Abstract
Previous studies have reported national and regional Global Burden of Disease (GBD) estimates for the UK. Because of substantial variation in health within the UK, action to improve it requires comparable estimates of disease burden and risks at country and local levels. The slowdown in the rate of improvement in life expectancy requires further investigation. We use GBD 2016 data on mortality, causes of death, and disability to analyze the burden of disease in the countries of the UK and within local authorities in England by deprivation quintile.
Methods
We extracted data from the GBD 2016 to estimate years of life lost (YLLs), years lived with disability (YLDs), disability-adjusted life years (DALYs), and attributable risks from 1990 to 2016 for England, Scotland, Wales, Northern Ireland, the UK, and 150 English Upper-Tier Local Authorities. We estimated the burden of disease by cause of death, condition, year, and sex. We analyzed the association between burden of disease and socioeconomic deprivation using the Index of Multiple Deprivation. We present results for all 264 GBD causes of death combined and the leading 20 specific causes, and all 84 GBD risks or risk clusters combined and 17 specific risks or risk clusters.
Findings
The leading causes of age-adjusted YLLs in all UK countries in 2016 were ischemic heart disease, lung cancers, cerebrovascular disease, and chronic obstructive pulmonary disease.
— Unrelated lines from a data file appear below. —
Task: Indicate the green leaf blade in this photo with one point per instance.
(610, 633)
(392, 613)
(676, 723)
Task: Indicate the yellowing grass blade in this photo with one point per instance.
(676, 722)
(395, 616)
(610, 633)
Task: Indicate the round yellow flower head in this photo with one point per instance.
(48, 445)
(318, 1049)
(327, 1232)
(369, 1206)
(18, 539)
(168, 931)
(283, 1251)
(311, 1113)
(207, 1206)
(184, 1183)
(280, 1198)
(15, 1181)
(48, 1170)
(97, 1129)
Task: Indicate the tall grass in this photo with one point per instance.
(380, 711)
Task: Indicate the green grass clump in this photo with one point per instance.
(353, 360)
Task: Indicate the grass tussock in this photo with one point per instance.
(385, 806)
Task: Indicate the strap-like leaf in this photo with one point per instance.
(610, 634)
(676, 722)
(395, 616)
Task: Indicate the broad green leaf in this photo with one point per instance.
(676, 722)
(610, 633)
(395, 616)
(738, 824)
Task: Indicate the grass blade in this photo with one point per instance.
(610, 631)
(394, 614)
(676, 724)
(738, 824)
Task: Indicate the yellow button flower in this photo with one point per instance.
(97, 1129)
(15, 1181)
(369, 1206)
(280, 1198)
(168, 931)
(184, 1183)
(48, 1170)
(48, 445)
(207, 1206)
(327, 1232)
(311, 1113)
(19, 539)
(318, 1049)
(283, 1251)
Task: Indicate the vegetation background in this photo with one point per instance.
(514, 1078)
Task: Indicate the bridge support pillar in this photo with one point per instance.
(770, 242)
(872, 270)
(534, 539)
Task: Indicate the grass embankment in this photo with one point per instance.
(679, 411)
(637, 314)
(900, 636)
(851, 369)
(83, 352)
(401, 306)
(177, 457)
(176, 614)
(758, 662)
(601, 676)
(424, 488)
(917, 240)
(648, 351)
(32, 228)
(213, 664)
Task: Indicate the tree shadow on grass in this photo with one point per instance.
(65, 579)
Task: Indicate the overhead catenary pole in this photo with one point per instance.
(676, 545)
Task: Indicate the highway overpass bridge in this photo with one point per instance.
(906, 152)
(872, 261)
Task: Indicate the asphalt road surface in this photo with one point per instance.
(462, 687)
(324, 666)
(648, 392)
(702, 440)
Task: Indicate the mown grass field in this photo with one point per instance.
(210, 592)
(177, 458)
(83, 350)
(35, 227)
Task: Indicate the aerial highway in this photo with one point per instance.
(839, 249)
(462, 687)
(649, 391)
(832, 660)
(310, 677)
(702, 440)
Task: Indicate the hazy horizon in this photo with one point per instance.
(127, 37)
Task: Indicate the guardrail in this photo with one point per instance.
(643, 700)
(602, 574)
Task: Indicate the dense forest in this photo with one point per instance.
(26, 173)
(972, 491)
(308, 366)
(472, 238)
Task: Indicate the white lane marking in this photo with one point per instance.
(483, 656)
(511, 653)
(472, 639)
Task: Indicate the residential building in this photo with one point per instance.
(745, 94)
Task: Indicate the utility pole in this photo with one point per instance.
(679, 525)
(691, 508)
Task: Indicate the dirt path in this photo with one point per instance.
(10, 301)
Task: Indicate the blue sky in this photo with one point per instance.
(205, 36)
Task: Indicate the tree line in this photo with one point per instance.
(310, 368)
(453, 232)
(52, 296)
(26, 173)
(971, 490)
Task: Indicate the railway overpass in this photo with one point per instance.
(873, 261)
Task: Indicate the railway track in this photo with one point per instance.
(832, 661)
Age-standardized rates of YLLs for all causes varied by two times between local areas in England according to levels of socioeconomic deprivation (from 14,274 per 100,000 population [95% uncertainty interval 12,791–15,875] in Blackpool to 6,888 [6,145–7,739] in Wokingham). Some Upper-Tier Local Authorities, particularly those in London, did better than expected for their level of deprivation. Allowing for differences in age structure, more deprived Upper-Tier Local Authorities had higher attributable YLLs for most major risk factors in the GBD. The population attributable fractions for all-cause YLLs for individual major risk factors varied across Upper-Tier Local Authorities. Life expectancy and YLLs have improved more slowly since 2010 in all UK countries compared with 1990–2010. In nine of 150 Upper-Tier Local Authorities, YLLs increased after 2010. For attributable YLLs, the rate of improvement slowed most substantially for cardiovascular disease and breast, colorectal, and lung cancers, and showed little change for Alzheimer’s disease and other dementias. Morbidity makes an increasing contribution to overall burden in the UK compared with mortality. The age-standardized UK DALY rate for low back and neck pain (1,795 [1,258–2,356]) was higher than for ischemic heart disease (1,200 [1,155–1,246]) or lung cancer (660 [642–679]). The leading causes of ill health (measured through YLDs) in the UK in 2016 were low back and neck pain, skin and subcutaneous diseases, migraine, depressive disorders, and sense organ disease. Age-standardized YLD rates varied much less than equivalent YLL rates across the UK, which reflects the relative scarcity of local data on causes of ill health.
Interpretation
These estimates at local, regional, and national level will allow policymakers to match resources and priorities to levels of burden and risk factors. Improvement in YLLs and life expectancy slowed notably after 2010, particularly in cardiovascular disease and cancer, and targeted actions are needed if the rate of improvement is to recover. A targeted policy response is also required to address the increasing proportion of burden due to morbidity, such as musculoskeletal problems and depression. Improving the quality and completeness of available data on these causes is an essential component of this response.